Alicia Townsend sat in the back row in a roomful of fellow Girl Scouts at Microsoft’s Policy & Innovation Center listening to female scientists – including the chief scientist for NASA – talk about pursuing careers in science, technology, engineering and mathematics.
But the Girl Scout from Ellicott City, Maryland, was light years ahead of her peers, some of whom were learning about space and aeronautics careers for the first time. Her grandmother, Marjorie Townsend, was a female pioneer who started working for the space agency nearly six decades ago.
The Washington, D.C., native died on April 4 at age 85, according to family members.

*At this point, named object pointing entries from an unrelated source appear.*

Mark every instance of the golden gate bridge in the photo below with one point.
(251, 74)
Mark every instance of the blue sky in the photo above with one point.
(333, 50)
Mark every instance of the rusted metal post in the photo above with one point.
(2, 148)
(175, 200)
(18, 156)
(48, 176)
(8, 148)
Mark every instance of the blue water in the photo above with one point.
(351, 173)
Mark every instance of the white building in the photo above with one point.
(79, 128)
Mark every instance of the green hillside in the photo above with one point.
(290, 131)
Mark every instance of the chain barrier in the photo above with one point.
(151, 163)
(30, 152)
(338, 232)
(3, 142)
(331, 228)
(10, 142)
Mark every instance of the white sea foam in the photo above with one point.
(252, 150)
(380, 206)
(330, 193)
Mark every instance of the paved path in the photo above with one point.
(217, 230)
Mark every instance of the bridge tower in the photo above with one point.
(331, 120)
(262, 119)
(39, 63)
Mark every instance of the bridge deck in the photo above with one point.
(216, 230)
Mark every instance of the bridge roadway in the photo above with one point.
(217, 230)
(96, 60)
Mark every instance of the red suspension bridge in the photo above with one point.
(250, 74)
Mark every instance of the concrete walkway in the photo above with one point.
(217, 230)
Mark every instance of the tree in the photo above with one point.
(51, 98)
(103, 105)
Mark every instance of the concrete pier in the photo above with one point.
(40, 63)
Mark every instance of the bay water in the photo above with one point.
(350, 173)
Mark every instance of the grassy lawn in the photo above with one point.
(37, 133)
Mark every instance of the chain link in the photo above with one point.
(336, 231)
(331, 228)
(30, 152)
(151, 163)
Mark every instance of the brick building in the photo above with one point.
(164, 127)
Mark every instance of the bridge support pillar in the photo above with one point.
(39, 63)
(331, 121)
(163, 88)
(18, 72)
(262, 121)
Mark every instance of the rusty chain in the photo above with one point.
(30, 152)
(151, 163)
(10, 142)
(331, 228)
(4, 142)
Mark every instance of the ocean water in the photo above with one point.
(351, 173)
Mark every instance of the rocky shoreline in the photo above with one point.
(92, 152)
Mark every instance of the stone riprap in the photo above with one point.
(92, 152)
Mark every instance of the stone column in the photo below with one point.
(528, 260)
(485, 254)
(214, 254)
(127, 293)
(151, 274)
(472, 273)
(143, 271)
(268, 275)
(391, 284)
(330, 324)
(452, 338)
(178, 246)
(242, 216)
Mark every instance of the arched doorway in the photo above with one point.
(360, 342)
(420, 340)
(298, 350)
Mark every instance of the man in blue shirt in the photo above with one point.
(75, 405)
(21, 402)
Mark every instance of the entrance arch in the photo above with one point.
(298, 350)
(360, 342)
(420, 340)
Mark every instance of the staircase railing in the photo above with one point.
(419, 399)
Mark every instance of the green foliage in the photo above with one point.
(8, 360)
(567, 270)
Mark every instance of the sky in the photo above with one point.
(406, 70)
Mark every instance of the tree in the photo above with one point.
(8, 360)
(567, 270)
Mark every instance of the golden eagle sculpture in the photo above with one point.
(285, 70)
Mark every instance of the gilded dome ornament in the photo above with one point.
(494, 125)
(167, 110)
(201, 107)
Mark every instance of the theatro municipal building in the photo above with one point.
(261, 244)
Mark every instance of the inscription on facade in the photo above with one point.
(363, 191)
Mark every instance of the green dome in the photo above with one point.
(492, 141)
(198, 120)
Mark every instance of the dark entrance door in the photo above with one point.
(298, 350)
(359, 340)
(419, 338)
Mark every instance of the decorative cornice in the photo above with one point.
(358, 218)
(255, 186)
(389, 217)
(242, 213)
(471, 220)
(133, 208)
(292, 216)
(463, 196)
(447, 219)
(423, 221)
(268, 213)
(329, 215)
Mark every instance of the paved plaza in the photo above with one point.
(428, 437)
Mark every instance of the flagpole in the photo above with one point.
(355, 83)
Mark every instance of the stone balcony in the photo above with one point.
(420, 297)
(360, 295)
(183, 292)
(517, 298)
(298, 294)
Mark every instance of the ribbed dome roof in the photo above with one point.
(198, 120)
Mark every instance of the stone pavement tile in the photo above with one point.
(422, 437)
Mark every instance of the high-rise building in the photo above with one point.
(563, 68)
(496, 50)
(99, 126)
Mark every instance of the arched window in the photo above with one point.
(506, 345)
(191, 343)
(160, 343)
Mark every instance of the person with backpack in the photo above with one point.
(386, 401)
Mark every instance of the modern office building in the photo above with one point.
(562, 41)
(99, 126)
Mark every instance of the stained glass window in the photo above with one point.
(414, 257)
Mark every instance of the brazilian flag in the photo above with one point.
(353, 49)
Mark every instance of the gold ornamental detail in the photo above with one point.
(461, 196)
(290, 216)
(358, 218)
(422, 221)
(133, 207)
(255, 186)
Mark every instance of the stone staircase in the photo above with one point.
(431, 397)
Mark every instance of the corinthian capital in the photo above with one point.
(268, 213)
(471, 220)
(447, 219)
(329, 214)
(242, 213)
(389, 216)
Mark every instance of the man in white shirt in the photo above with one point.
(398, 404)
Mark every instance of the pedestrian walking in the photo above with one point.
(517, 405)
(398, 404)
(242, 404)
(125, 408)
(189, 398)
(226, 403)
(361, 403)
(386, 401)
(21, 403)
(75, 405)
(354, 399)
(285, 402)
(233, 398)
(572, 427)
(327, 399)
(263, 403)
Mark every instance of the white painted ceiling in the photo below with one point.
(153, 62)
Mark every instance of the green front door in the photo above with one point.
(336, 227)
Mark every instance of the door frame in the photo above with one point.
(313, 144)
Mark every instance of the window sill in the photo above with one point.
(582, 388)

She had been the first woman to graduate with an engineering degree from George Washington University after enrolling at age 15, and the first woman to manage the launch of a U.S. spacecraft in 1965.
“When I was a young child, it wasn’t even a consideration to go to engineering school for a female,” Townsend, who continued her education at night after she got married in 1948, told the American Association for the Advancement of Science in 2010.
The machinery maven went on to do sonar research at the Naval Research Laboratory before she landed at NASA in 1959, where she was project manager of the Small Astronomy Satellite program and studied celestial X-ray and gamma-ray sources within and beyond the galaxy. She was later awarded the agency’s Exceptional Service Medal in 1971 and Outstanding Leadership Medal in 1980.
“My grammy was my role model,” the younger Townsend told FedScoop during the event on Thursday. “She inspired me because she knew she didn’t belong, but she said, ‘I belong here. This is what I’m doing. You can’t push me away.'”
And now, the 17-year-old high school senior is following in her trailblazing grandmother’s footsteps: she is planning to study industrial engineering at West Virginia University in the fall.
She is keeping her grandmother’s legacy alive, and raised her hand frequently to ask questions and listened intently to the speakers about why girls should pursue careers in STEM.
Allyson Knox, director of education policy and programs for Microsoft, moderated the panel. Ellen Stofan, NASA’s chief scientist, along with physicist Elizabeth Grossman and legal fellow Dana Campos – both Microsoft employees – shared professional advice and emphasized that STEM careers for girls isn’t a concept from outer space anymore.
In fact, Stofan said, that’s where they should go.
“I see my future Mars astronauts,” said Stofan, who rose up the ranks at NASA much like Townsend, and now serves as principal advisor to NASA Administrator Charles Bolden on the agency’s science programs.
“I see the people who are going to be critical to studying those extra solar planets, to working on climate change to mitigate the worst effects,” she told the students. “By not having women, we’re losing the ability to actually solve the tough problems that we have. That’s why we need you guys to consider careers in [STEM], because we need to solve these big problems and we can’t just rely on the guys to do it.”
Stofan said there are opportunities at NASA to pursue a career as a computer scientist, astronomer, engineer and even a veterinarian – to treat the mice that get launched to the International Space Station for research.
She and her fellow panel members also fielded questions from the Girl Scouts, who ranged in age from 14 to 17, about how to land internships, what to study in college and how women’s clothing and appearance could change how they are perceived.
Catherine Broadway, 14, an aspiring engineer, said after the event that she pledged to speak up more.
“Don’t be afraid to ask questions,” the Delaware native said she learned. “I don’t usually ask a lot of questions. I usually just try to listen and figure stuff out.”
Townsend said she “loved to see all the women who are involved with big company names” speak to the Girl Scout troops from Chesapeake Bay, Central Maryland and D.C.
And, of course, “getting off school was a lot of fun,” she added, laughing.